Bazen arkada bırakmak gerek… Bir şehri terk etmek ve valize doldurmak tüm anılarınızı… Adımlarınız ağırlaşacaktır belki… Yüreğinin önüne geçemezsin bir şehri terk ederken… Umutların, hayallerin, acıların, mutlulukların… Yaşama dair yaşanmışlığa dair ne varsa sığdırdıkların… Şehrin en yalnız zamanlarını arkanda bırakamazsın… Yalnızlığını da sığdıramazsın…
Bir şehri terk etmek acıtır canınızı… Aklınızın bir yanı hep yaşadığınız şehri anımsar. Alışmışsınızdır… Çocukluğunuz, gençliğiniz, hayatınız geçmiştir… Adım attığınız her sokakta gülüşünüz, göz yaşlarınız saklıdır… Umutlarınız kalmıştır köşe başlarında… Dostlarınız, arkadaşlarınız… Anılarınız, hayata tutunduğunuz binlerce zaman dilimi…

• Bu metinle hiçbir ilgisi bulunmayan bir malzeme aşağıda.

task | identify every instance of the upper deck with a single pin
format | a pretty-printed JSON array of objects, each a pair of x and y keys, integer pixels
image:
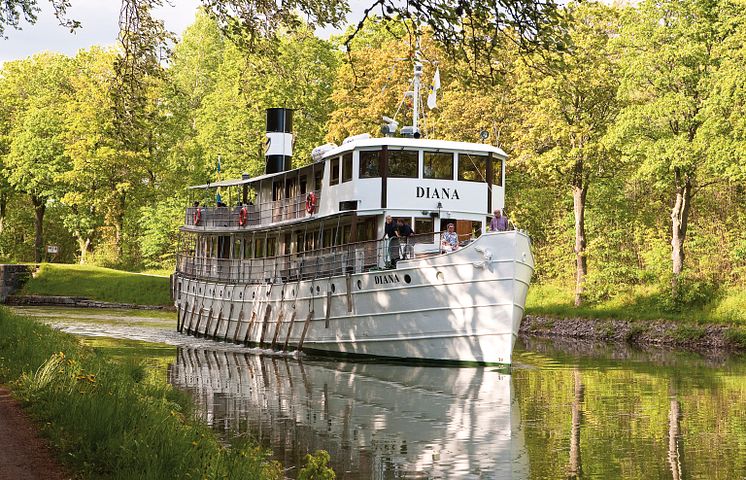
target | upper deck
[{"x": 419, "y": 177}]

Belki defalarca kaçıp uzaklaşmak, terk etmek istemişsinizdir… Acılar yaşamışsınızdır, sevdiklerinizi kaybetmişsinizdir… Terk etmek çözüm gibi gelse de inadına tutunmuşsunuzdur hep, acılarınızı yüreğinize gömüp… Zordur alıştığınız şehri terk etmek, yaşamışsınızdır her soluğunuzda…

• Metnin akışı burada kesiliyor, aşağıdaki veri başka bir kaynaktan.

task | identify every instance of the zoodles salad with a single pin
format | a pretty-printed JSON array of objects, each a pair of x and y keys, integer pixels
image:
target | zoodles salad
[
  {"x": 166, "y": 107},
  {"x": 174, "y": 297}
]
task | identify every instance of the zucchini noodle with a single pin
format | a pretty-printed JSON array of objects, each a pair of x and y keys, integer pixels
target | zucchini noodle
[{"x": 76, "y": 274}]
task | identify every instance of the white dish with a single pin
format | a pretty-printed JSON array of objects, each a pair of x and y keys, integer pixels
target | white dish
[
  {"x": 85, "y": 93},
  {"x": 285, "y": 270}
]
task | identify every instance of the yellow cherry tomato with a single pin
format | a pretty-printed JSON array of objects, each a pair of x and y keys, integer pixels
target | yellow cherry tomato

Bir yerlere ya da bir şeylere alışmak zordur elbette… Kabullenebilecek yüreği taşımalı bedeninizde… Tutkuyla bağlıysanız bir şehre zordur kabullenmek… Her şey garip gelir… Ama, gitmek duygusuna kapıldıysanız bir kez, artık misafirsinizdir o şehirde… Her bir köşesinde anılarınızı saklayan babaevinizde başka bir aile yaşıyor diye, o evin sokağından bile geçemiyorken yıllardır… Onu terkediyor gibi, ihanet ediyor gibi hissedersiniz, evinizi bırakıp gidecekseniz bir şehirden… Acıtır bu canınızı… Kaplumbağanın kabuğu gibi, sığınağınız gibidir eviniz… Hani yeni bir araba aldığınızda, eskisinden vazgeçmek zor gelir, daha güzel, daha iyi olsa da yenisine sevinemezsiniz ya… Yeni bir ev de, hayalinizdeki ev bile olsa buruktur içiniz eski evinizle vedalaşırken…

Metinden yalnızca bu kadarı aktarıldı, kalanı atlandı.